Atorvastatin loaded lecithin‑coated zein nanoparticles based thermogel for the intra‑articular management of osteoarthritis: in‑silico, in‑vitro, and in‑vivo studies

Abstract

Purpose: Up-to-date literature offers limited data about utilizing atorvastatin calcium (ATV) as a promising chondroprotective agent in osteoarthritis (OA). So, this study aims to develop a depot intra-articular (IA) delivery system for ATV to enhance its deposition in the articular joint.
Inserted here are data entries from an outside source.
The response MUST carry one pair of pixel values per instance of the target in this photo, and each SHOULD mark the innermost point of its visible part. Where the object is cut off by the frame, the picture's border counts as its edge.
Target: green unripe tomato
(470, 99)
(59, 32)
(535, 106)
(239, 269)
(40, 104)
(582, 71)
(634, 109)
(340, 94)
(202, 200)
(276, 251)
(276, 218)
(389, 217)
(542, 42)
Methods: A 33 D-optimal design was implemented to prepare ATV-loaded lecithin-coated zein nanoparticles. The optimized formulation (Opt-LCZN) was selected and imaged using a transmission electron microscope according to the desirability value. Various in-vitro and in-silico studies were conducted to evaluate the features of Opt-LCZN. Additionally, it was loaded into an injectable thermogel (Opt-LCZN-thermogel) and evaluated in-vivo in OA-induced Sprague Dawley rats.

Results: The Opt-LCZN showed entrapment efficiency of 70.00 ± 2.96%, particle size of 191.95 ± 17.42 nm, zeta potential of − 20.12 ± 0.79 mV, and polydispersity index of 0.25 ± 0.01. The docking studies revealed favorable binding of zein and ATV, confirmed by molecular dynamics simulation. The morphological examination displayed a bilayer spherical structure formed of a zein core enclosed by a lecithin coat. Furthermore, the formulated Opt-LCZN-thermogel achieved a remarkable sustained release profile, with nearly 50% of the drug being released over 144 h. Opt-LCZN-thermogel showed a significant reduction in inflammation in OA-induced rats, confirmed by knee joint swelling and knee bend test results, in addition to the pro-inflammatory and anti-inflammatory mediators’ levels. The protective effect of ATV can be markedly observed through histopathological examination.

Conclusion: Based on these outcomes, the formulated IA delivery system of ATV can be presented as an excellent candidate for ameliorating OA.